“Would love to foster but I work full-time.”
“I’d keep them all, otherwise I would.”
“We’re so busy with soccer and kid’s stuff, it wouldn’t be fair.”
“My husband won’t let me.”
“Oh they are so cute but I have a cranky cat.”
These are actual quotes I found on Facebook in response to rescues pleading for fosters.
I’ve heard these same reasons and others and have grown accustomed to maintaining a placid face and nodding my head rhythmically in the appearance of understanding as people explain to me in detail and earnest about why they just can’t foster.

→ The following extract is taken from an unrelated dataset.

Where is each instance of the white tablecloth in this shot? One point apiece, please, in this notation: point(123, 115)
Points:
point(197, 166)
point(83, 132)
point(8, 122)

Just for the record, I’d vastly prefer if people were really honest. You don’t want the additional work or responsibility. You don’t want to change your routine (a biggee for me in the early days as I’m such a creature of habit). You don’t want to risk having your heart broken when you have to give them up. You’re afraid they’ll never get adopted and you’ll be stuck with them. You don’t want the smell of puppy poop wafting through your house. It’s not like I haven’t thought the same things for crying out loud. Sometimes I still do.
But it’s sort of like saying you don’t like broccoli when you’ve never tasted it. You assume you know what’s it like when you haven’t even tried it.
Fostering is life-saving. For some organizations, like rescues who are simply a network of foster homes (as they have no brick and mortar building to speak of) it is the only means they have to do their rescue work. The degree to which they can pull animals out of shelters and help to find them homes is entirely dependent upon the availability and willingness of people to foster animals in their homes.
We use them as well but since we have so few, they are typically used for young puppies and kittens. It’s one more way we try to ensure the babies stay healthy. Not that adult animals aren’t also in need of foster homes, but we rarely have enough to go around for even the little ones that come streaming in our door.
I obviously am not a good salesperson (thankfully I haven’t had to make my living as one or I’d be starving) as convincing people that fostering is worth their time and energy has been a challenge. My obvious lacking is in selling the incredible satisfaction that comes with fostering as it truly gives each day more meaning that I feel immensely but cannot explain adequately.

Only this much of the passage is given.